10 Ocak itibariyle, CHP’nin büyükşehir adayı olarak sahaya çıktı Av. Ayşe Ünlüce…

Çıktığı gün, şehrin tüm ilgisi üzerinde oldu.

“Nasıl bir siyaset yapacak, nasıl bir yol izleyecek, hangi politikaları geliştirecek ve en önemlisi de hangi söylemleri ortaya koyacak?” türünden pek çok soru ortaya çıktı.

Geçtiğimiz günlerde yazmıştık…

“Sözünü ettiğimiz onca soru günler ilerledikçe yanıt bulmaya;

Kamuoyunda sorular cevaplandıkça da Av. Ünlüce için büyük bir sevgi ortaya çıkmaya başladı.” demiştik.

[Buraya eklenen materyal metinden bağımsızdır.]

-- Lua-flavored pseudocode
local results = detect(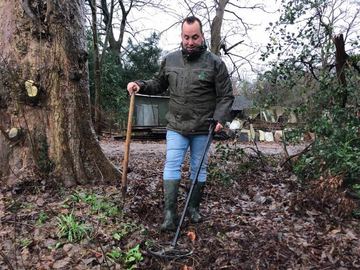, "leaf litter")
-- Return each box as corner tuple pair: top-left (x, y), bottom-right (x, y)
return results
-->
(0, 140), (360, 270)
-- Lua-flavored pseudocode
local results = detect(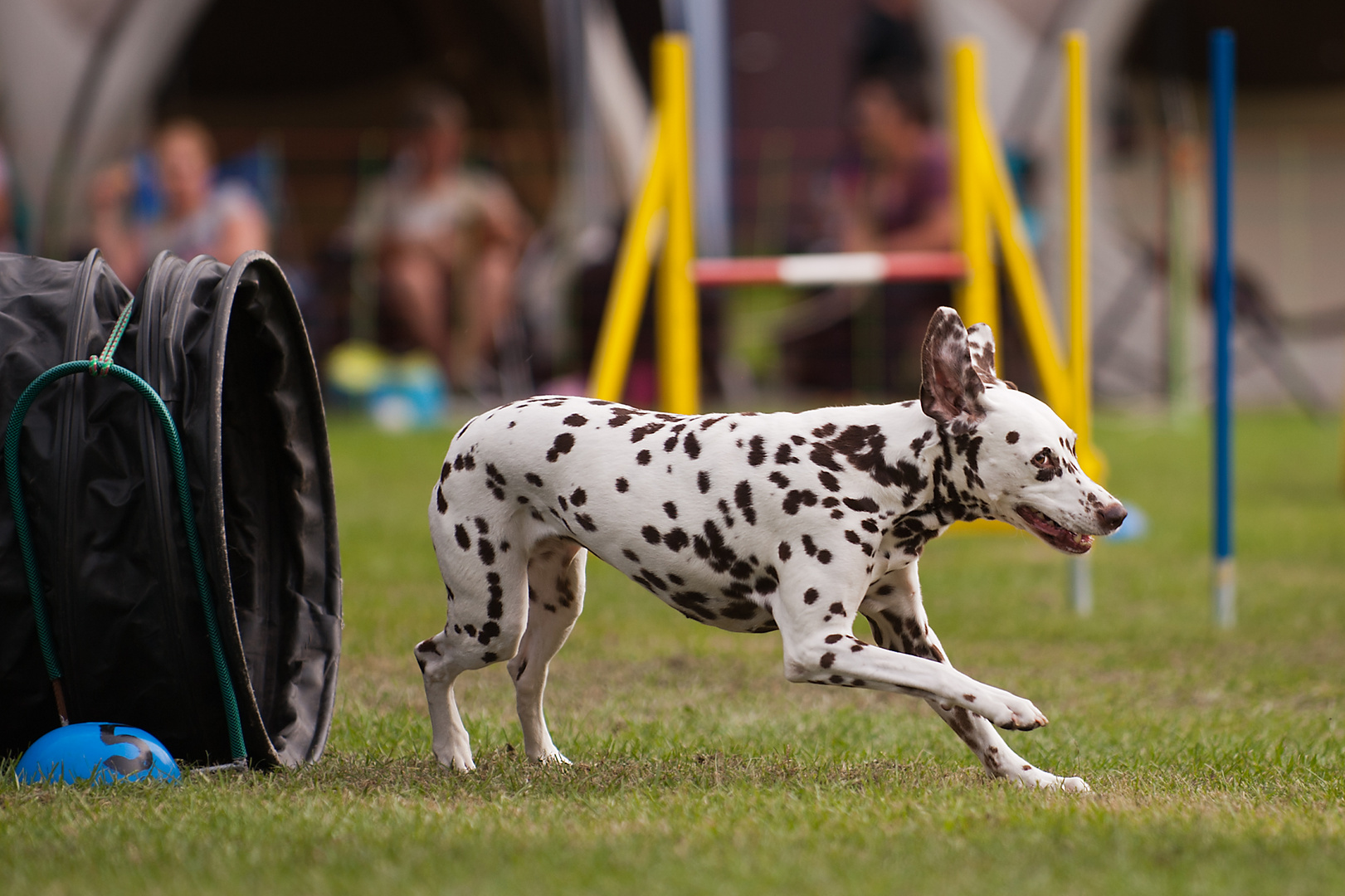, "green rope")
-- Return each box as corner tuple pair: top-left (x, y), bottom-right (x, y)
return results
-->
(4, 300), (247, 762)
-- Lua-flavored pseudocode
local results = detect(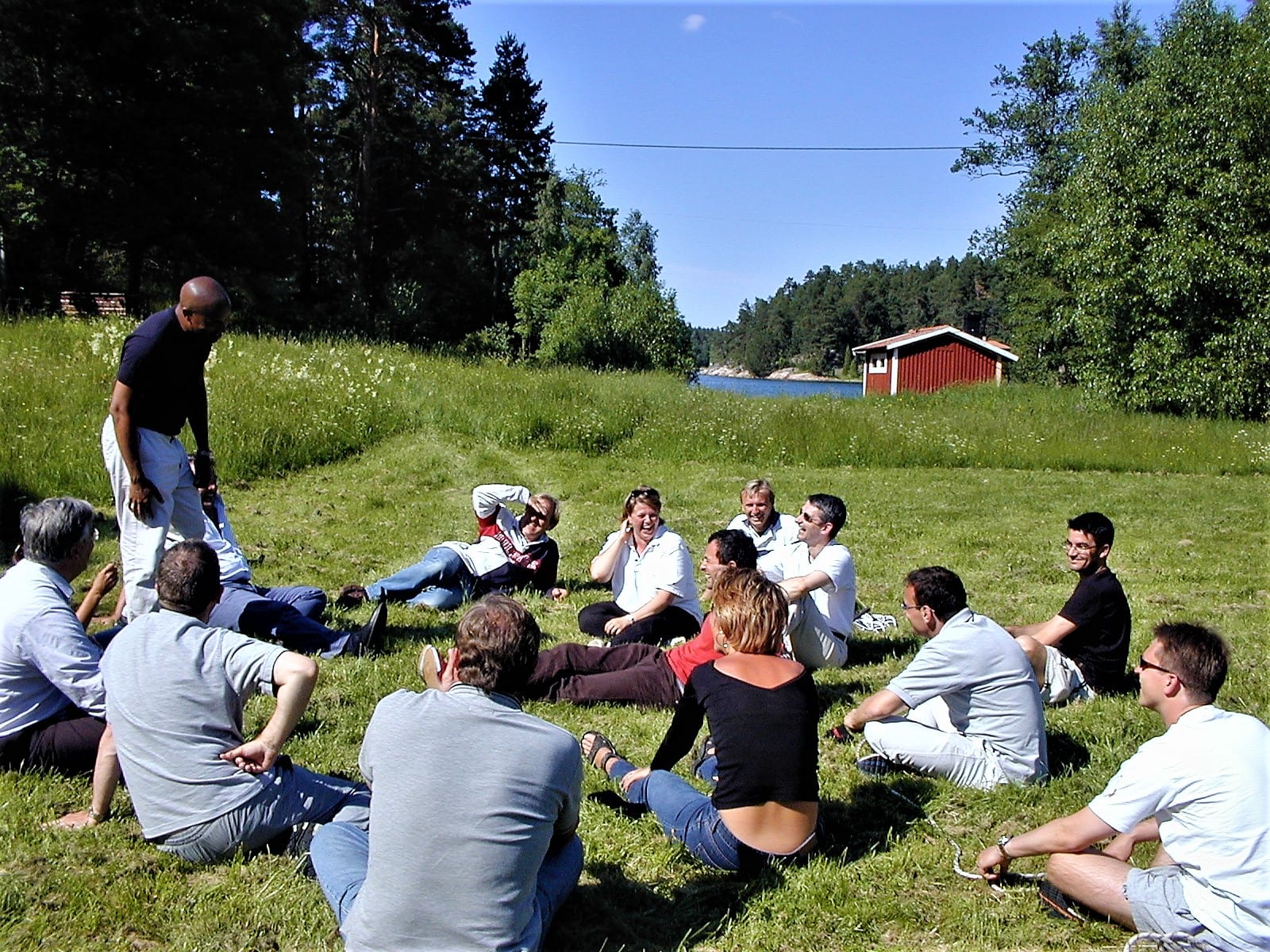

Zira CHP’li Ünlüce, gittiği her yerde hoşgörülü tarzı, kibar yapısı ve gülen yüzü ile kısa sürede Eskişehirlilerin beğenisini kazandı.

Ve son viraja dönülürken şehirde kendisiyle ilgili oluşan hava;

“Ayşe Ünlüce, şehri yönetecek bilgi, beceri, donanım ve en önemlisi hoşgörüye sahip” yönünde oldu.

Dahası bugüne kadar şehrin elde ettiği modern kazanımların koruyucusu olarak görülmeye başlandı.

Kısacası;

Ünlüce kısa süre önce siyasete girmesine ve yine çok kısa bir süre seçim çalışması yapmasına rağmen halkta büyük bir yer edindi, sandık için çok büyük avantaj sağladı.

Böylesine bir portrenin ortaya çıkışı elbette birilerini rahatsız etmeye yetecekti!

Öyle de oldu!

Son 10 güne kadar şehre yakışır biçimde giden seçim yarışı, bir anda farklı yerlere evrilmeye başladı!

Şehrin markasına zarar veren söylemler ortaya çıktı bir anda…

Kentin gururu sularından tutun, gazetecilerine varan pek çok konuda suçlamalar birbirini kovaladı.

İspatı olmayan, temeli bulunmayan, gerisi getirilemeyen iddialar havada uçuşmaya başladı.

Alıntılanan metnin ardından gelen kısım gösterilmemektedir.